へどろから見た持続可能な世界ー有機農業
長期にわたるコロナ禍で疲弊した世界に、突如起きたロシアのウクライナ侵攻により、また新たな暗雲が垂れ込めています。戦争による被害は当事国、周辺国にとどまらず、エネルギー、食糧問題などで遠く離れた国々にも深刻な影響を及ぼしつつあります。ロシアはウクライナの小麦を、また自国の小麦、肥料についても戦略手段に使おうとしており、食糧問題は安全保障上、極めて重要であることが改めて浮き彫りになりました。
農産物のグローバル化は水の枯渇問題につながり、持続可能ではないことに前回触れました。肥料についても全く同じことが言えます。農産物の生産国では大量の化学肥料などが土から奪われ土が痩せていくのに対し、消費国ではそれが糞尿に変わり、富栄養化が進むのです。つまりいまのような一方通行は持続が不可能で、糞尿は生産国に送り返して「循環」させる必要があるのです。

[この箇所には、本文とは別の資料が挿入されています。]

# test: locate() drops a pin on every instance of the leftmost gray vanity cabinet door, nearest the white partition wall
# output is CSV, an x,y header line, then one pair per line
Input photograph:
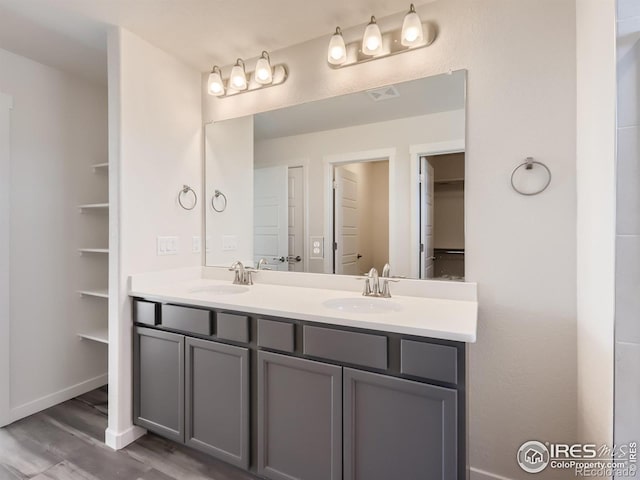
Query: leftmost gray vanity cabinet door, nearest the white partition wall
x,y
159,382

また、化学肥料もいつまでも利用可能ではなく、原料となるリン鉱石やカリ鉱石は限られた国に偏在して政治的に利用されやすく、しかも有限なのです。窒素肥料は空気中の窒素から作ることができるので無限に思われますが、製造には天然ガスが必要であり、やはり有限なのです。
ではこうした肥料問題を一体どう考えたらよいのでしょう? その答えをキューバの挑戦が教えてくれます。1989年にベルリンの壁が壊されソ連が崩壊したとき、同じ社会主義国のキューバはソ連からの石油、肥料、農薬の輸入が突然ストップし、食料危機に直面しました。カストロ政権の崩壊も予想されました。そのときキューバは大規模に工業化された国営農場を民営化すると同時に労働者に分け与え、また、都市部のあらゆる空き地を小規模な菜園にすることを奨励しました。そして生ごみや牛糞を肥料に変えることで、好むと好まざるとに関わらず、持続可能な有機農業に国を挙げて取り組んだのです。そして10年を経ない内にキューバは世界の有機農業先進国となり、食生活は化学肥料・農薬なしで元の水準に戻ったのです。
農業は命に直接関わる産業であり、安全であるとともに持続可能であることが求められます。しかし現実はコスト的問題からグローバルで大規模な集中的生産が進み、水や肥料の枯渇問題、土壌の喪失問題など、真綿で首を絞めつけられるような状況が進みつつあります。
食料自給率を上げ、生ごみなどを活かした小規模な地産地消の農業を、真剣に考えるべきところに来ているのです。